Infamous for being “the most feared complication” of ocular surgery, endophthalmitis is fortunately rare but occurs more often after glaucoma surgeries than other types of intraocular surgeries. In order to better understand the risk factors and the incidence of endophthalmitis, which can vary significantly across different types of glaucoma surgeries, researchers analyzed glaucoma surgery outcomes using a large Medicare claims database. They found that incidences were nearly double those of cataract surgery.
In the retrospective, longitudinal study, 466,928 glaucoma surgeries were identified based on 2016-2019 Medicare Fee-For-Service and Medicare Advantage claims of patients 65 and older. Endophthalmitis cases within 42 days of surgery were identified based on ICD-10 codes. About two-thirds of the glaucoma surgeries were combined with cataract surgery. (The researchers used cataract surgeries alone (n=8,460,360) as a reference group.) Most of the glaucoma surgeries were MIGS (67.8%), followed by trabeculectomies (14%) and tube shunt procedures (10.9%). Other procedures made up 7.3% of surgeries.
A total of 572 cases of endophthalmitis occurred following all glaucoma surgeries (an incidence of 1.2 per thousand). The breakdown for incidences per thousand procedures were as follows: glaucoma surgeries alone 1.5, combined cataract/glaucoma 1.1 and cataract alone 0.8.
The researchers found that the median day of endophthalmitis diagnosis was later for glaucoma surgeries (16.5 days) than combined cataract/glaucoma (eight days) or cataract alone (six days).
They identified two significant risk factors for endophthalmitis with both standalone and combined surgery—tube shunts and Charlson comorbidity index. They also found that age and male gender were significant risk factors for only combined cataract/glaucoma surgeries.

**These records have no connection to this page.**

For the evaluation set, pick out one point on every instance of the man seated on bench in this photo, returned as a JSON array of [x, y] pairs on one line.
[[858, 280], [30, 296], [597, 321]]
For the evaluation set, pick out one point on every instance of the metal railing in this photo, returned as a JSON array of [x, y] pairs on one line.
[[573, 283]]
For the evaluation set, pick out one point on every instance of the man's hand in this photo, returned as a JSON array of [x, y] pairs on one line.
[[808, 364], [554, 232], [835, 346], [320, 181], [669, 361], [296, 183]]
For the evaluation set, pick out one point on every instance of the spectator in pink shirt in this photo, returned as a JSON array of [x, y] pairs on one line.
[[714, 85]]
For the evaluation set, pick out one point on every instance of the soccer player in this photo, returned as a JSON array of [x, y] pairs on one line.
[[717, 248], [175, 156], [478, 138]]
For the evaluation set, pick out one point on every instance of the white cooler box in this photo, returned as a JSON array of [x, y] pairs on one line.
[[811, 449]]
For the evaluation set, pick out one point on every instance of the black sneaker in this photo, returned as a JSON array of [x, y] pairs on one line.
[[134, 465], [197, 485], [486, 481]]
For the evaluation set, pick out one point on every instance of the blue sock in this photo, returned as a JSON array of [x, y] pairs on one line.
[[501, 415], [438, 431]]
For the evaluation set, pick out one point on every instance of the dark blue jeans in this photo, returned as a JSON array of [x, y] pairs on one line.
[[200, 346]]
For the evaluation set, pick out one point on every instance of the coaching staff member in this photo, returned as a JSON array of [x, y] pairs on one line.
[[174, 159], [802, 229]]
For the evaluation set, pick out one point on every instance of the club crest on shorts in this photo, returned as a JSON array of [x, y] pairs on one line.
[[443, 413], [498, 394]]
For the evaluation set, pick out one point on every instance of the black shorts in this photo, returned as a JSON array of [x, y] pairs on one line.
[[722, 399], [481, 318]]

“The median onset of endophthalmitis following traditional glaucoma surgeries was one to two weeks later than that following cataract or MIGS, suggesting that the wait time between sequential surgery on contralateral eyes should perhaps be slightly longer for traditional glaucoma surgeries unless immediate pressure lowering is needed,” the researchers explained in their Ophthalmology paper.

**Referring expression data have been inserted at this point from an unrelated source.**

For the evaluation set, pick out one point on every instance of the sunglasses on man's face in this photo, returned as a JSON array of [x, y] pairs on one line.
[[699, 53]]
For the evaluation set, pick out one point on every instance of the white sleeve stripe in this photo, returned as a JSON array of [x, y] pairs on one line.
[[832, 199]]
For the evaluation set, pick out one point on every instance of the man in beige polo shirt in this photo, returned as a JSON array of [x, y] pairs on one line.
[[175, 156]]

They added that the identified risk factors will be “relevant in assessing surgical risk for the individual patient” and may serve as a national benchmark for endophthalmitis incidence after glaucoma surgery.
Sabharwal J, Dai X, Dun C, et al. Early endophthalmitis incidence and risk factors following glaucoma surgery in the Medicare population from 2016 to 2019. Ophthalmology 2023. [Epub ahead of print].